東海道本線川崎駅 9:38
明け方に雨が降ったらしい。
道はまだ濡れているところがある。ビルの谷間を仕事に行く人や、散歩しているのかわからない人が歩いている。
駅前の目抜き通りには24時間営業の居酒屋だか中華料理屋があって、朝から食べ飲みしている人たちが見える。埋立地の工場へ向かうバスには無表情の人たちが乗っている。
都会で見る人々は雑多すぎて、モザイク画の細かいドットをひとつ一つ見ているようだ。尾道に帰ろう。
川崎駅のホームに降りたら熱海行きの列車に一本乗り遅れた。

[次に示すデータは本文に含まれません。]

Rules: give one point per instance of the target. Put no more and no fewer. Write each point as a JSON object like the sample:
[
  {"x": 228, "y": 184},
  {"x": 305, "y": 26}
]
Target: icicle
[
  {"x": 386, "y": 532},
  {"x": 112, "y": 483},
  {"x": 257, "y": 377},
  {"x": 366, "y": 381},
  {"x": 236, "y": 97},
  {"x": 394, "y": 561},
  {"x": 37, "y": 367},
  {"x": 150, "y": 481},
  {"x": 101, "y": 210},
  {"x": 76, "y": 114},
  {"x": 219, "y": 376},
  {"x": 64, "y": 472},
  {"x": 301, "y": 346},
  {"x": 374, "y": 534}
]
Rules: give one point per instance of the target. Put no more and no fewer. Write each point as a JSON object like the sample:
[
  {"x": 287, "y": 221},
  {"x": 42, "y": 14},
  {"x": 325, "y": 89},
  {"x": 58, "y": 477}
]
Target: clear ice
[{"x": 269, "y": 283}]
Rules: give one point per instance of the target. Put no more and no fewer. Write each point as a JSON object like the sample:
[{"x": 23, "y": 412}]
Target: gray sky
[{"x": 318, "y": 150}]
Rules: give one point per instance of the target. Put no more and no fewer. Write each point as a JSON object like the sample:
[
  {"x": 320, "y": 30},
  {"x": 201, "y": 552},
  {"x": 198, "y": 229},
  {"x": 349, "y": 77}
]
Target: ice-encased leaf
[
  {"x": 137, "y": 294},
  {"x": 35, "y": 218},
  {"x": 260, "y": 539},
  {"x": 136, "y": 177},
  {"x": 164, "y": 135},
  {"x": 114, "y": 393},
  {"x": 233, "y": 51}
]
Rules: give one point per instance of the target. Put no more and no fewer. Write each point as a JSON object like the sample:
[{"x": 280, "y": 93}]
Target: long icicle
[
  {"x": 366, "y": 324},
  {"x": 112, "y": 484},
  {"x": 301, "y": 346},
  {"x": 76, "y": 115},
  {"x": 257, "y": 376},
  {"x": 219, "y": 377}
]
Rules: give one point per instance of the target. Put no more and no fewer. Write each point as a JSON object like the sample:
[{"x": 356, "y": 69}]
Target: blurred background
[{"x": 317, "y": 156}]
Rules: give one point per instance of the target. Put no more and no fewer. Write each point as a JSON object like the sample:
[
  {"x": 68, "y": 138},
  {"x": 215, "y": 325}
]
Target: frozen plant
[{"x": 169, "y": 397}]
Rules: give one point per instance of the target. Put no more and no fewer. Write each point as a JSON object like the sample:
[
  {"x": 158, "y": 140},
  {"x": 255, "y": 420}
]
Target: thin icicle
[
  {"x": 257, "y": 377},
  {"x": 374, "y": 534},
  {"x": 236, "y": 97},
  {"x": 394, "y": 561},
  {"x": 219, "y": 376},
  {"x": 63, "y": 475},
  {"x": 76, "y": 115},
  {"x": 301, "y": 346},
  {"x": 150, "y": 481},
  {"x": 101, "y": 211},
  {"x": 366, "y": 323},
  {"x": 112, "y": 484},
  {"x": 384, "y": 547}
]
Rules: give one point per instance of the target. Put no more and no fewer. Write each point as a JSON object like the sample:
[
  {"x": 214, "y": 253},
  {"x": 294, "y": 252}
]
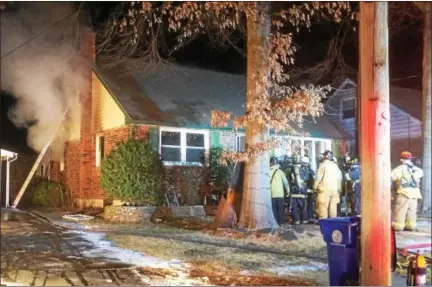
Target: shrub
[
  {"x": 48, "y": 194},
  {"x": 134, "y": 172},
  {"x": 220, "y": 174}
]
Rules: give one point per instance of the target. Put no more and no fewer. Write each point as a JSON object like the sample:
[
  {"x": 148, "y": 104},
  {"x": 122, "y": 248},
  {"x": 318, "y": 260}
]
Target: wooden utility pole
[
  {"x": 256, "y": 209},
  {"x": 375, "y": 145},
  {"x": 427, "y": 101}
]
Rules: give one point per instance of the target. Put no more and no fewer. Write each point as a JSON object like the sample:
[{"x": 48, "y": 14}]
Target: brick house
[
  {"x": 405, "y": 112},
  {"x": 170, "y": 106}
]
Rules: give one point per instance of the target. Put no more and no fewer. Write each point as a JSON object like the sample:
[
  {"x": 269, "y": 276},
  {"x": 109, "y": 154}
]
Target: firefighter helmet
[
  {"x": 406, "y": 155},
  {"x": 273, "y": 160}
]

次の熱海行きは10分後だが尾道に着くのは1時間遅くなる。
いつものように米原から新快速に乗り換えると、おかきの匂いが漂う。
二人掛けの転換クロスシートの前の席に五十がらみのサラリーマン然とした男が一人座って袋入りのそれを食べている。
窓枠には麦茶の500mlペットボトルが置かれているのだが、その中の液体は麦茶の色ではなく、透明に近い。
ああこれは日本酒だな。瓶だと重たいのでペットボトルに移し替えて持ってきたのだろう。
電車の中で飲酒している人が近くにいるのは、たいてい敬遠されるものだが、彼は静かに飲んでいるし、僕は気にならぬ。
むしろ僕もウィスキーをそのようにして持ち歩いているので、勝手な親近感で話しかけてしまう。つかぬことを伺いますが、そのペットボトルの中身は日本酒ですか。
黒縁メガネの彼は僕をじろりと見やると、何を当たり前のことを聞いているのだといわんばかりの表情で「はい」とひと言答えると、窓のほうへ顔を背けた。
ついに仲間を見つけたという気持ちが一瞬でしぼんでしまう。
一人で飲んでいるところを邪魔して申し訳ないと思うけど、もうちょっと会話に付き合ってくれてもよかったのに。なんなら僕の旅行バッグにもウィスキーとつまみのナッツが入っているんだが……お呼びではなさそうですね。はい失礼しました。
岡山22時30分発の三原行きに乗り換えると、尾道には日付が変わる前に着く。
コンビニで冷えた白ワインのミニボトルを買ってきた。
胃潰瘍治療薬を服用中なのでかなり酒量を減らしているせいで、すぐに酔いが回ってくる。
出張中はいつも一人で飲んでいるけど、たまには気の置けない誰かと飲むのもいいだろうなあ。
東海道本線川崎駅 9:38
尾道に帰ります。
ホームには修学旅行に行く小学生の団体さん。引率の先生が手に持つ「しおり」の表紙には『最高の思い出を作ろう』という文字が見える。
東海道本線早川〜根府川 10:50
ぽつりぽつりと七五三の撮影予約が入る。
東海道本線静岡駅 12:41 興津ではなく静岡で乗り換えして東海軒「富士見そば」。 地元ローカルな駅そばは年々減ってるけど、長く続いて欲しい。